Networking

Understand the effects of NULLs on inner and outer JOINs

In this SQL Server tip, Arthur Fuller explains the effects of NULLs, and the different results obtained by inner and outer JOINs.

SQL Server developers must understand two things: the difference between inner and outer JOINs and the effect of NULLs upon these choices. This tip addresses both subjects.

Get SQL tips in your inbox
TechRepublic's SQL Server newsletter, delivered each Tuesday, contains hands-on tips that will help you become more adept with this powerful relational database management system.
Automatically sign up today!

Let's take it one step at a time -- first, the differences between inner and outer JOINs, and then the implications of NULLs on our queries. In order to examine the difference between inner and outer JOINs, we'll need some sample data.

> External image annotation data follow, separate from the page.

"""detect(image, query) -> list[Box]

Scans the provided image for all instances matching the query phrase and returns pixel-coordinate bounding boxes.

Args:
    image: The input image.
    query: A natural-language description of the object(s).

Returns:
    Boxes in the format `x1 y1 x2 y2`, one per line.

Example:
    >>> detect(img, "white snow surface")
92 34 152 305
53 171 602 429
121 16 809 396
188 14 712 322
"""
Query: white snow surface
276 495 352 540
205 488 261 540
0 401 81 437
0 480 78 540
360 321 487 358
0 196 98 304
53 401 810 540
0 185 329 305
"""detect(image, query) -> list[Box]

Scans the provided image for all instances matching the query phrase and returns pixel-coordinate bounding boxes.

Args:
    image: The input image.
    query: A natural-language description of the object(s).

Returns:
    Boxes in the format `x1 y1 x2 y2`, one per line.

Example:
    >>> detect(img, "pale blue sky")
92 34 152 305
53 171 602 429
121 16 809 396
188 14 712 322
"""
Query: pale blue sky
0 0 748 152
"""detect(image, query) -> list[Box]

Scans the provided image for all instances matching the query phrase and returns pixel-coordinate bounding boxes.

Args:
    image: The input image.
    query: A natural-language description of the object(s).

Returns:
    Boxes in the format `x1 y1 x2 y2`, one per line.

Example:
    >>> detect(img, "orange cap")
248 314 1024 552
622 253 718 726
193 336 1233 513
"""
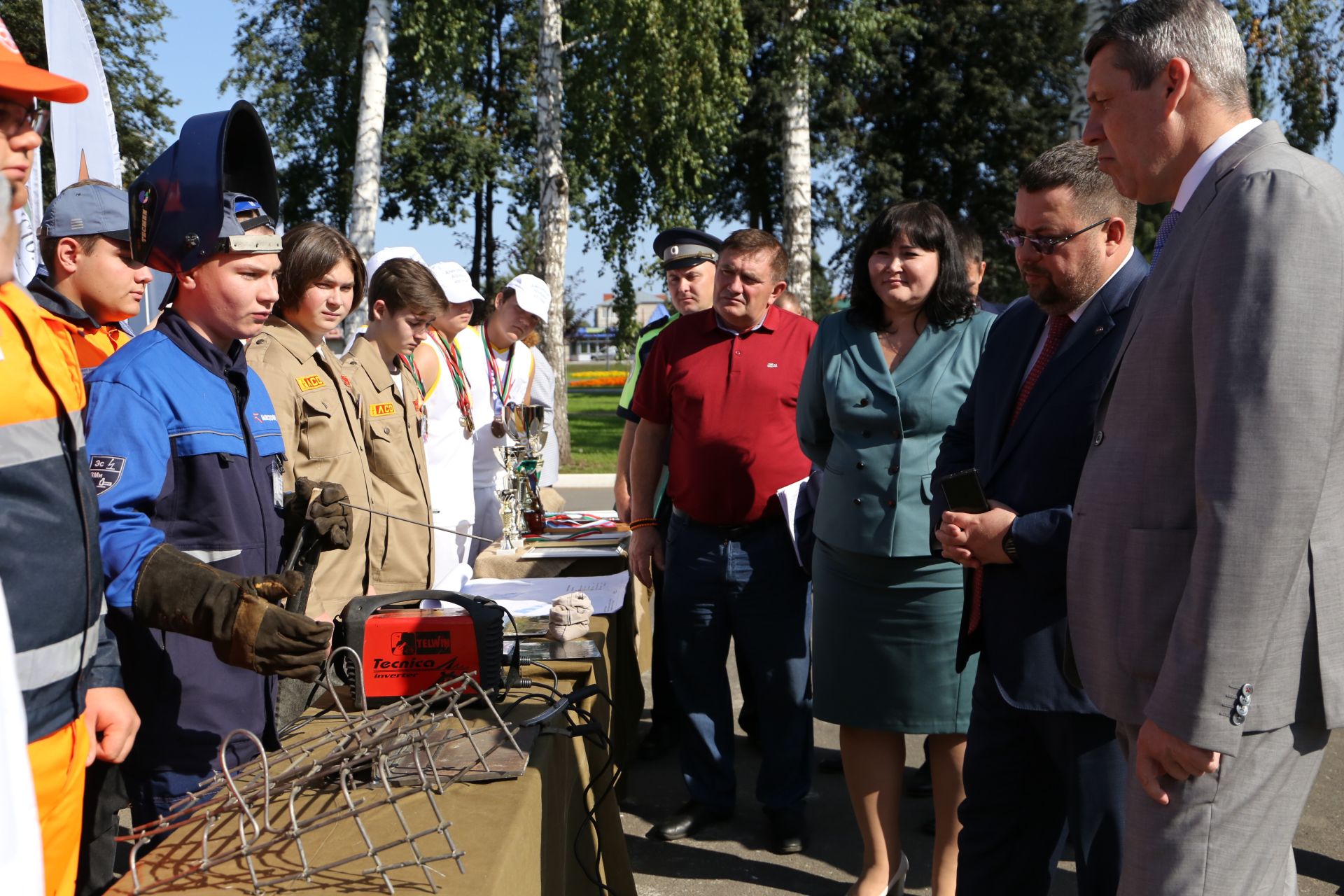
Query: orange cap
0 19 89 102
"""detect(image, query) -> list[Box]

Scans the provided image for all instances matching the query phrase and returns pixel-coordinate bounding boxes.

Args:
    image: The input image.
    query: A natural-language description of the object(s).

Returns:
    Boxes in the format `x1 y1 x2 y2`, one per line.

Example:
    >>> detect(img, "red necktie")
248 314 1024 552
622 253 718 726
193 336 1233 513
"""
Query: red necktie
966 314 1074 634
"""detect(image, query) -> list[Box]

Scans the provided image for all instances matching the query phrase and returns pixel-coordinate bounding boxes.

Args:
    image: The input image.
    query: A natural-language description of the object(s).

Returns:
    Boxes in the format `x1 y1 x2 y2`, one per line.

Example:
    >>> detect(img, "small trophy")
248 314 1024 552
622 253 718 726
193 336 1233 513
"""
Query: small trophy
495 403 546 554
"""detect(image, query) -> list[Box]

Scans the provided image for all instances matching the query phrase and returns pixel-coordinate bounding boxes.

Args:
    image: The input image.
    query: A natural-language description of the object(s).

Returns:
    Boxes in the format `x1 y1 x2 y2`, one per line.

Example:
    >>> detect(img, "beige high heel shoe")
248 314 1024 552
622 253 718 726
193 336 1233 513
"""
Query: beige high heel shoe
883 852 910 896
846 852 910 896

Suppose you have two tables, T1 and T2, each of which contain a column called TestJoin. The column contains the values 1, 2, and 3 in table T1, while the column contains NULL, 2, and 3 in table T2. Inner JOINing these tables on the column TestJoin returns two rows, since you cannot join the value 1 to the NULL. An outer JOIN is the opposite. For instance, the following yields only those rows where Customers have placed Orders.

SELECT CustomerID, OrderID FROM Customers Inner Join Orders
On Customers.CustomerID = Orders.CustomerID

(In many businesses, this may be valid; other businesses may define a Customer as one who has placed at least one Order. That is a business rule that ought to be reflected in the database definition, not the middle tier, in my opinion, though some would differ.)

An outer join would read:

SELECT CustomerID, OrderID FROM Customers LEFT OUTER JOIN Orders
OnOrders.CustomerID = Customers.CustomerID

which would result in a list of all customers, irrespective of whether they placed orders.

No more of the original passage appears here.